This should go in a different patch.

> .dma_burst_length = 16,
> .clk_init = macb_clk_init,
> .init = init_reset_optional,
> @@ -5214,6 +5245,7 @@ static int __maybe_unused macb_suspend(struct device *dev)
> struct macb_queue *queue;
> unsigned long flags;
> unsigned int q;
> + u32 ctrlmask;

val/tmp should be enough for this as you are, anyway, re-using it in the
next patch for different purpose.

> int err;
>
> if (!device_may_wakeup(&bp->dev->dev))
> @@ -5224,6 +5256,30 @@ static int __maybe_unused macb_suspend(struct device *dev)
>
> if (bp->wol & MACB_WOL_ENABLED) {
> spin_lock_irqsave(&bp->lock, flags);
> +
> + /* Disable Tx and Rx engines before disabling the queues,
> + * this is mandatory as per the IP spec sheet
> + */
> + ctrlmask = macb_readl(bp, NCR);
> + ctrlmask &= ~(MACB_BIT(TE) | MACB_BIT(RE));

You can remove this
> + macb_writel(bp, NCR, ctrlmask);

And add this:
macb_writel(bp, NCR, ctrlmask & ~(MACB_BIT(TE) | MACB_BIT(RE));

> + for (q = 0, queue = bp->queues; q < bp->num_queues;
> + ++q, ++queue) {
> + /* Disable RX queues */

Operation in this for loop could be moved in the the above IRQ disable
loop. Have you tried it? are there any issues with it?

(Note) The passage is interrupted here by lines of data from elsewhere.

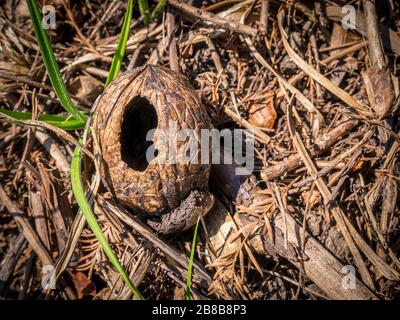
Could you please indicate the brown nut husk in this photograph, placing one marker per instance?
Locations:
(148, 98)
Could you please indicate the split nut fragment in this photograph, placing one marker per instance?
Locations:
(170, 194)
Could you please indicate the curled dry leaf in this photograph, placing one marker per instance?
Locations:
(378, 84)
(84, 286)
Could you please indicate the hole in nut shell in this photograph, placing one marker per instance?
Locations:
(140, 117)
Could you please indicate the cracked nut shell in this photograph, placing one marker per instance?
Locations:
(135, 102)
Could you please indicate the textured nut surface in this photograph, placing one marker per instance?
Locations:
(154, 188)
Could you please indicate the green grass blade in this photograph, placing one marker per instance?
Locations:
(159, 7)
(190, 267)
(120, 51)
(62, 122)
(80, 196)
(50, 62)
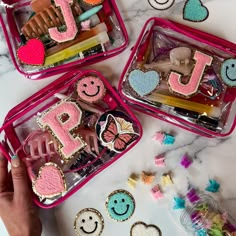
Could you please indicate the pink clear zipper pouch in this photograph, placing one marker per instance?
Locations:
(42, 42)
(67, 133)
(183, 76)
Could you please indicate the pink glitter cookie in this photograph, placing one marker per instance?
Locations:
(91, 89)
(50, 181)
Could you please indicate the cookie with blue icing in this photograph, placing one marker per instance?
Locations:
(120, 205)
(143, 82)
(228, 72)
(195, 11)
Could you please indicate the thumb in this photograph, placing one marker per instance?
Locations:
(19, 179)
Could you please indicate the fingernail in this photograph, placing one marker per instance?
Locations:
(15, 161)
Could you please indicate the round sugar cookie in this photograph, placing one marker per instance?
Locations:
(90, 89)
(120, 205)
(89, 221)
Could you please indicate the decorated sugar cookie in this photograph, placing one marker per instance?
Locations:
(71, 28)
(28, 55)
(61, 119)
(141, 229)
(143, 82)
(90, 89)
(89, 221)
(116, 133)
(191, 87)
(228, 72)
(120, 205)
(50, 181)
(195, 11)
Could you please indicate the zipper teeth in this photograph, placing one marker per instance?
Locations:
(195, 34)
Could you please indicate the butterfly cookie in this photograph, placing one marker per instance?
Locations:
(117, 134)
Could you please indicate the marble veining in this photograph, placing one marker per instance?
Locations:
(212, 158)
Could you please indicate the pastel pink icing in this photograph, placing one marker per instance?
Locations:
(28, 55)
(50, 182)
(90, 89)
(60, 129)
(174, 80)
(71, 28)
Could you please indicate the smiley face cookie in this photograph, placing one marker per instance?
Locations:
(120, 205)
(228, 72)
(90, 89)
(89, 221)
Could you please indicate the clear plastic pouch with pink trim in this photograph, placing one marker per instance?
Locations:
(67, 133)
(98, 33)
(183, 76)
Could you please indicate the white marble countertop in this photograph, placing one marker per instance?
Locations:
(213, 158)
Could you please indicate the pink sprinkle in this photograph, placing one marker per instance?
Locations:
(160, 160)
(156, 192)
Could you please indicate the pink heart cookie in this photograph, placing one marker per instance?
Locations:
(33, 53)
(50, 181)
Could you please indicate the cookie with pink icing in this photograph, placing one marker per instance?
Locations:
(191, 87)
(28, 55)
(61, 119)
(90, 89)
(71, 28)
(50, 181)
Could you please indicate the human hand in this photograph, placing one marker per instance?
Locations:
(17, 209)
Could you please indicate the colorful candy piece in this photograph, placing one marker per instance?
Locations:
(156, 192)
(147, 178)
(71, 28)
(166, 179)
(213, 186)
(61, 120)
(160, 160)
(90, 89)
(186, 161)
(201, 232)
(28, 55)
(85, 25)
(189, 89)
(179, 203)
(193, 196)
(50, 181)
(132, 180)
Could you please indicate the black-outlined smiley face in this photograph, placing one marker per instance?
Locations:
(89, 221)
(120, 205)
(228, 72)
(91, 89)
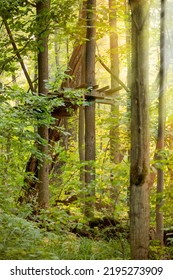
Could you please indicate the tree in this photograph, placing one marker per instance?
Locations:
(42, 8)
(161, 128)
(139, 166)
(90, 109)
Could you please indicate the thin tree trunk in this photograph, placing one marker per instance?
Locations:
(161, 128)
(114, 129)
(43, 75)
(139, 168)
(90, 110)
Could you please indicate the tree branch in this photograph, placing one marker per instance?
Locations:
(113, 75)
(18, 55)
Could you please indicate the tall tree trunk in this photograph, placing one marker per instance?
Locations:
(114, 129)
(90, 110)
(139, 169)
(114, 58)
(43, 75)
(161, 128)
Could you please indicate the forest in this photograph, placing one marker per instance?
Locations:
(86, 139)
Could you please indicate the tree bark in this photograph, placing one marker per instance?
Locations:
(90, 110)
(161, 128)
(114, 129)
(43, 75)
(139, 168)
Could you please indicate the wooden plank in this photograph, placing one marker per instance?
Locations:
(95, 94)
(105, 101)
(103, 89)
(112, 90)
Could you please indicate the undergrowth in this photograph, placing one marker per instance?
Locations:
(23, 240)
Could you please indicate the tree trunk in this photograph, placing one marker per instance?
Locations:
(161, 128)
(114, 129)
(43, 75)
(90, 110)
(139, 169)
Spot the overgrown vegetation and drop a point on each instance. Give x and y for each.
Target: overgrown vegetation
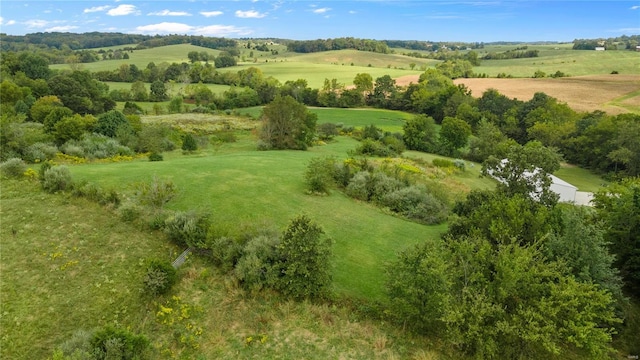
(515, 275)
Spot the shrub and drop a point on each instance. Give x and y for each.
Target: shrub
(155, 193)
(225, 252)
(40, 152)
(318, 175)
(160, 277)
(371, 132)
(327, 131)
(43, 169)
(188, 228)
(342, 173)
(360, 186)
(94, 193)
(57, 178)
(13, 168)
(303, 262)
(112, 343)
(372, 147)
(256, 268)
(415, 203)
(72, 150)
(382, 184)
(395, 143)
(130, 212)
(189, 143)
(225, 137)
(263, 145)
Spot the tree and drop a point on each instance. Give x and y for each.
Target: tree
(618, 206)
(454, 134)
(72, 128)
(525, 171)
(43, 106)
(363, 83)
(224, 60)
(175, 105)
(580, 244)
(34, 65)
(501, 301)
(139, 91)
(487, 142)
(110, 123)
(420, 133)
(304, 255)
(189, 143)
(287, 124)
(193, 56)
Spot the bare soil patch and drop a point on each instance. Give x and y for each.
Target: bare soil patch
(581, 93)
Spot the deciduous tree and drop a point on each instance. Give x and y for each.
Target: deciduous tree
(287, 124)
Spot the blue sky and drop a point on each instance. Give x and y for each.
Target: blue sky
(435, 20)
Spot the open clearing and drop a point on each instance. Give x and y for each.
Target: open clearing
(614, 94)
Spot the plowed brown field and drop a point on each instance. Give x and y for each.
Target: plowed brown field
(581, 93)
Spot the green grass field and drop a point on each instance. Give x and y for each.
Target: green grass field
(69, 265)
(570, 62)
(244, 186)
(387, 120)
(140, 58)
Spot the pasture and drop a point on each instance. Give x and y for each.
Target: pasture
(387, 120)
(614, 94)
(242, 186)
(70, 265)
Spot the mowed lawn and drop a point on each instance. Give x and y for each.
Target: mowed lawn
(250, 187)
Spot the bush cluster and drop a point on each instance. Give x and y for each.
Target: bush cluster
(393, 191)
(160, 277)
(13, 168)
(57, 178)
(103, 344)
(95, 146)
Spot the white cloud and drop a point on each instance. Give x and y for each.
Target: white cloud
(165, 28)
(123, 10)
(97, 9)
(321, 10)
(36, 23)
(61, 28)
(211, 13)
(179, 28)
(170, 13)
(221, 30)
(249, 14)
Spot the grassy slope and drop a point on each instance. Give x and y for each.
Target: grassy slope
(70, 264)
(45, 302)
(140, 58)
(245, 186)
(571, 62)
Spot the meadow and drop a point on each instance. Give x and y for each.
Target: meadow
(69, 264)
(240, 186)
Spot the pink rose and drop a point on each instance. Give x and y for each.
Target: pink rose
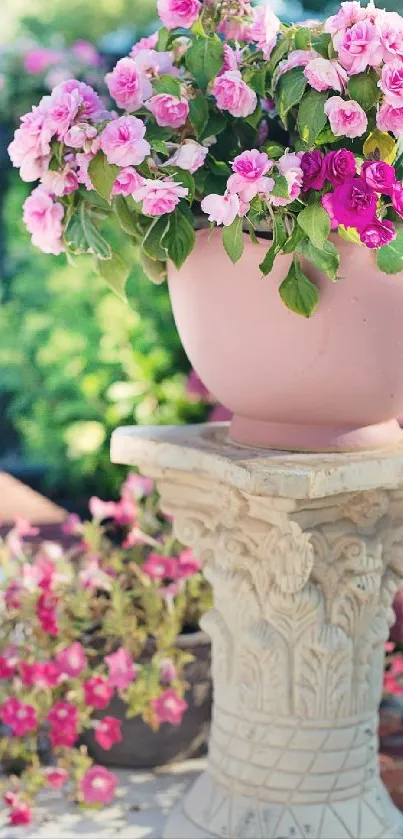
(340, 166)
(234, 95)
(178, 13)
(348, 14)
(30, 149)
(127, 181)
(347, 119)
(378, 233)
(18, 716)
(122, 140)
(108, 732)
(352, 204)
(97, 692)
(189, 156)
(168, 110)
(397, 198)
(223, 209)
(264, 30)
(160, 197)
(43, 219)
(122, 670)
(391, 83)
(390, 119)
(379, 176)
(127, 85)
(360, 48)
(169, 707)
(252, 165)
(389, 26)
(326, 75)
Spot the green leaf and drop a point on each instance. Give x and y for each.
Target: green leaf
(180, 238)
(154, 270)
(233, 240)
(290, 89)
(198, 114)
(321, 43)
(204, 59)
(390, 257)
(256, 79)
(281, 188)
(184, 177)
(326, 258)
(279, 238)
(311, 116)
(115, 272)
(215, 125)
(103, 175)
(303, 38)
(125, 217)
(167, 84)
(218, 167)
(364, 89)
(315, 223)
(155, 237)
(298, 293)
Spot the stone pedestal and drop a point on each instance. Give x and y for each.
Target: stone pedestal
(305, 554)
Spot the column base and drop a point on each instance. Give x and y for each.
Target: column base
(229, 816)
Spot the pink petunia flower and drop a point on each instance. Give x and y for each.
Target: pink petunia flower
(122, 670)
(169, 707)
(98, 785)
(108, 732)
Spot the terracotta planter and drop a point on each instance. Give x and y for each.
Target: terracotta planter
(143, 748)
(331, 382)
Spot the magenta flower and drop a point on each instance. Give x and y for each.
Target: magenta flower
(18, 716)
(98, 692)
(352, 204)
(122, 140)
(378, 233)
(314, 169)
(72, 660)
(340, 166)
(169, 707)
(108, 732)
(159, 567)
(122, 671)
(56, 777)
(98, 786)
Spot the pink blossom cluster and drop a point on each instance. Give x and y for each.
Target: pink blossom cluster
(353, 201)
(250, 178)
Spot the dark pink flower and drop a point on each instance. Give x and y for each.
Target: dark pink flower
(122, 671)
(352, 204)
(20, 814)
(169, 707)
(159, 567)
(378, 233)
(72, 660)
(379, 176)
(340, 166)
(108, 732)
(313, 167)
(98, 786)
(56, 777)
(18, 716)
(98, 692)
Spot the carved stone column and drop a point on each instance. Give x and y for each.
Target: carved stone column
(305, 554)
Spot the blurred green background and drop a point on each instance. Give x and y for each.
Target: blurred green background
(75, 362)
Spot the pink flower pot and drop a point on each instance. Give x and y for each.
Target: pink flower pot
(331, 382)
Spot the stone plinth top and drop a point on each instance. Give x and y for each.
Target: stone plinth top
(208, 449)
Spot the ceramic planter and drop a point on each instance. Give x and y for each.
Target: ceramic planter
(142, 748)
(331, 382)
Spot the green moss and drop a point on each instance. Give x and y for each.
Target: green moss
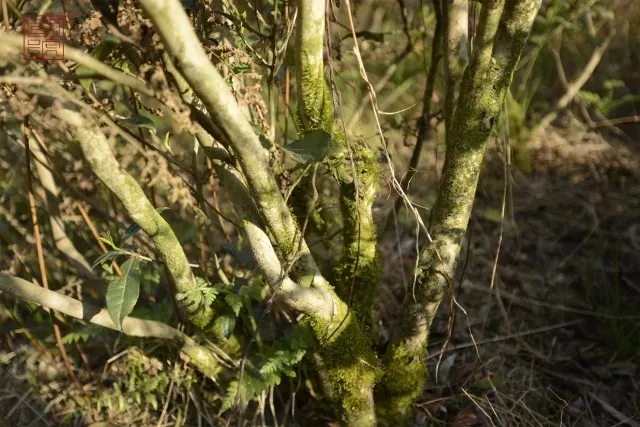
(350, 365)
(203, 359)
(404, 378)
(357, 275)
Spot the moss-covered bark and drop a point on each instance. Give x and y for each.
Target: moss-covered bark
(314, 103)
(349, 365)
(232, 128)
(358, 273)
(502, 34)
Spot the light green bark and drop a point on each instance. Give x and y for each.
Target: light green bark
(190, 59)
(314, 103)
(97, 151)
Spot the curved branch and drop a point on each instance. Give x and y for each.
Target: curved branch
(200, 356)
(132, 326)
(15, 43)
(191, 60)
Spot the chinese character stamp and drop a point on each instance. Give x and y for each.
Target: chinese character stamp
(43, 36)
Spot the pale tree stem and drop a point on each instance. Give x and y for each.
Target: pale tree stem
(191, 60)
(97, 151)
(456, 51)
(201, 357)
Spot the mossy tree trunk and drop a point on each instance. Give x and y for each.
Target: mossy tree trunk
(503, 30)
(341, 319)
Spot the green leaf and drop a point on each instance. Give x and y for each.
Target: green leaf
(162, 209)
(225, 323)
(109, 241)
(141, 122)
(123, 292)
(265, 142)
(107, 256)
(314, 147)
(166, 142)
(234, 301)
(202, 294)
(242, 68)
(230, 397)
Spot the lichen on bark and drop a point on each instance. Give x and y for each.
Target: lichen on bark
(97, 152)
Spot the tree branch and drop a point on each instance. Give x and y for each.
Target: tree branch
(485, 84)
(191, 60)
(199, 356)
(97, 151)
(456, 51)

> + if (bp->caps & MACB_CAPS_QUEUE_DISABLE) {
> + queue_writel(queue, RBQP, GEM_RBQP_DISABLE);
> + } else {
> + /* Tie off RX queues */
> + queue_writel(queue, RBQP,
> + lower_32_bits(bp->rx_ring_tieoff_dma));

I think this should be guarded by:
#ifdef CONFIG_ARCH_DMA_ADDR_T_64BIT
> + queue_writel(queue, RBQPH,
> + upper_32_bits(bp->rx_ring_tieoff_dma));
> + }
> + }
> + /* Enable Receive engine */
> + ctrlmask = macb_readl(bp, NCR);

Is this needed?

> + ctrlmask |= MACB_BIT(RE);
> + macb_writel(bp, NCR, ctrlmask);

These could be merged

> /* Flush all status bits */
> macb_writel(bp, TSR, -1);
> macb_writel(bp, RSR, -1);